U.S. SHIP MANAGEMENT PROTESTS MAERSK LINE LTD. REQUEST TO MARAD
U.S. Ship Management, an operator of 15 U.S.-flag vessels enrolled in the federal government’s Maritime Security Program, protests Maersk Line Ltd.’s recent move to bring those ships under its direct control.
On Nov. 7, Maersk Line Ltd., the U.S.-flag vessel operator of A.P. Moller/Maersk, asked the Maritime Administration to confirm its eligibility as an MSP provider to bring the U.S. Ship Management under its management.
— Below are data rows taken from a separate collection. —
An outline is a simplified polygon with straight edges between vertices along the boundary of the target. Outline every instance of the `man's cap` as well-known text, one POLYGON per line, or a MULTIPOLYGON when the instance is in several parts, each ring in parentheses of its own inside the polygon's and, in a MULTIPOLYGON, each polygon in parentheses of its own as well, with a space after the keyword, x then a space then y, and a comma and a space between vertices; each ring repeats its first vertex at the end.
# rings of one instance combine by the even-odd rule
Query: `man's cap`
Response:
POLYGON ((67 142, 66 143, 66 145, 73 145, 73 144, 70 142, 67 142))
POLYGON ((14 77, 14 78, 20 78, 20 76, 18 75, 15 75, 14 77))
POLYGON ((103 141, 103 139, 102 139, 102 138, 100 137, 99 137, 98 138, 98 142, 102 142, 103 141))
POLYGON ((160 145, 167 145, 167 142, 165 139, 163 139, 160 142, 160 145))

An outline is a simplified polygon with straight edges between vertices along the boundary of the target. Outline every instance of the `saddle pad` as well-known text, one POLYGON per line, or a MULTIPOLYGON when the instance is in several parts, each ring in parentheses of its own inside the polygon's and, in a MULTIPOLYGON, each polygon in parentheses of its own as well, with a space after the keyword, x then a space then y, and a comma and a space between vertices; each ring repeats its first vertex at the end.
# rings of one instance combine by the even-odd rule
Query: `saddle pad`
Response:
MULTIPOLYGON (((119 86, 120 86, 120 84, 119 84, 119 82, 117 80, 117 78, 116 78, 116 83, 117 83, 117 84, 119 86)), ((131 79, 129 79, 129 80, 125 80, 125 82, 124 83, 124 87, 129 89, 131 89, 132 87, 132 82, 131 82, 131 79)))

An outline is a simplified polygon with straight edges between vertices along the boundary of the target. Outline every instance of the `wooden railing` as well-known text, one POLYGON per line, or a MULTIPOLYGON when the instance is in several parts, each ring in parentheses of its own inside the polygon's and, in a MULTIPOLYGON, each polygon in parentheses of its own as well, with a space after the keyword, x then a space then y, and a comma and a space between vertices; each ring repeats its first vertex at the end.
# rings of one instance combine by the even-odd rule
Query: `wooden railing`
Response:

Maersk Line Ltd. currently operates four vessel in MSP.
A.P. Moller/Maersk executives also asked U.S. lawmakers for the change during a summer House Armed Services MSP reauthorization hearing.
U.S. Ship Management, a section 2 citizen corporation, was formed when A.P. Moller/Maersk took over 15 MSP vessels from the former Sea-Land Service.
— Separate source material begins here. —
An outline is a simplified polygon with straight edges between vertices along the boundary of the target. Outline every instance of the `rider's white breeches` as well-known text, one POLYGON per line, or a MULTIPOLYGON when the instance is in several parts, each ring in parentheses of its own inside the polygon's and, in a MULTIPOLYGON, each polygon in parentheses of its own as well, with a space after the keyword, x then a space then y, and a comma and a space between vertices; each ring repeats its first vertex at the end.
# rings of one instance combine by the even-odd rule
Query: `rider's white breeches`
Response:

Under its 1999 MarAd-approved operating contracts, Maersk Line Ltd. claimed that U.S. Ship Management had agreed to transfer direct operation of the 15 vessel to Maersk when Maersk Line Ltd. elected to become the MSP contractor.
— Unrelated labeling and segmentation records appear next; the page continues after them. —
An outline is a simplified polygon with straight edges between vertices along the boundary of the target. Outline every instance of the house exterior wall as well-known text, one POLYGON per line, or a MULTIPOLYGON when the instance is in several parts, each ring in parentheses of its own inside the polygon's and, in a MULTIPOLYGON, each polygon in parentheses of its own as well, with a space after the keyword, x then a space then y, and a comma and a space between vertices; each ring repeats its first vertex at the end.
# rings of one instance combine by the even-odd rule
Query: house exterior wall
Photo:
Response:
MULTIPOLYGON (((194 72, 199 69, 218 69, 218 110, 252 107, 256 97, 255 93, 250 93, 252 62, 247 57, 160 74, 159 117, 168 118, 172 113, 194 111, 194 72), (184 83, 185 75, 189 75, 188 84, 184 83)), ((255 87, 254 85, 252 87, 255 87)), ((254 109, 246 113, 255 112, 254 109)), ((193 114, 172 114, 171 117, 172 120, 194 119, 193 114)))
“Maersk Line Limited having spent the past two and one half years in a futile effort to convince the Congress to adopt special purpose legislation that would allow a foreign controlled company to hijack the Maritime Security Program has now apparently claimed that they were only fooling and that the legislation isn’t really necessary,” said Joseph Keegan, president and chief executive officer of U.S. Ship Management.
“Maersk apparently thinks that they have some contractual slight of hand that would allow them to take this unprecedented action at this time,” Keegan said. “They are clearly mistaken.”